If you truly want to discover whether your target market wants what you are looking to provide, you can’t just test to see if they ask for it, you must give them the experience of having your product and test to see if they want more. After all, did people know they wanted an iPad before the first commercial for one? Did anyone sit around wishing they could look at their friends’ pictures or read about their everyday musings before Facebook and Twitter provided them the addictive experience of doing so?

Most people who talk about creating their MVP seem more interested in how many people will click on it, rather than why people will eventually crave it. So I’d like to add a balancing counter to the MVP: the MDE, the Maximum Deliverable Experience. Ask yourself, “what experience does my intended customer really crave?” and “how can I give them the highest quality version of that experience with the lowest upfront cost to me?” . This would be something like producing the trailer for a movie before making the film. You’re offering your intended audience a “glimpse” of the experience you’re looking to provide without spending a fortune on making a movie that might end up being a flop. Whenever I watch a trailer that’s particularly exciting or moving, I feel a craving to see the film. Last weekend’s release Abraham Lincoln: Vampire Hunter, got me on the suggestive title alone.

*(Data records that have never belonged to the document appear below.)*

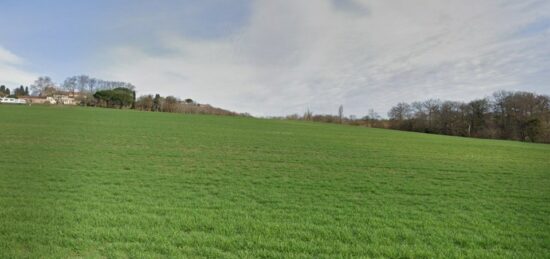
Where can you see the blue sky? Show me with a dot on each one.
(285, 56)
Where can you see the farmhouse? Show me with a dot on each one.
(39, 100)
(56, 99)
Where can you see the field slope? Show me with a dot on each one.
(86, 182)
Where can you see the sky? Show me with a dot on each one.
(272, 58)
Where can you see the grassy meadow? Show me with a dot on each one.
(90, 182)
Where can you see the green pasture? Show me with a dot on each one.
(90, 182)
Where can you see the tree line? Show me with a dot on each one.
(522, 116)
(89, 91)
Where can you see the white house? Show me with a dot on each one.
(12, 100)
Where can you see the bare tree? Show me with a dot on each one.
(340, 113)
(42, 86)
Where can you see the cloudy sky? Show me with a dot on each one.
(275, 57)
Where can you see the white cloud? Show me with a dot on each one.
(10, 72)
(295, 54)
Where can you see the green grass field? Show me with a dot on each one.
(87, 182)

If you did some market testing using an MDE, you could identify the specific feelings your audience experiences while using your product, as opposed to just having data on how many claim that they’d buy it. The MVP is a developer’s strategy: find the shortest path to a viable product. The MDE is a designer’s strategy: identify what experience people crave and provide it. The MVP is for feature testing, the MDE is for value testing. Where someone building an MVP might look at click-throughs to measure demand, someone working on an MDE would look at time spent on a web page, or the number of times a customer interacts with the product, or even facial expressions in order to measure engagement.

In other words, rather than asking a thousand people whether they want a solution to one of their problems (as one would with an MVP), you ask yourself how you might deliver a certain experience to a handful of people and then test and scale from there. Obviously, there is value in both of these approaches. Both developer’s and designer’s can lead the product creation process. However, with all the focus on minimum viable products, I think it’s time to champion maximum deliverable experiences. After all, tonight I’m going to cheer for Abraham Lincoln as he kills vampires, laugh as I tweet my friends what I thought of it, and then hunger to order something from GrubHub so that I will have the satisfying feeling of coming home to great Chinese takeout. None of these would I have demanded a couple years ago, but all of which I now crave and expect.

So add to your entrepreneurial repertoire. Don’t just build out your MVP, strive to provide lasting MDE.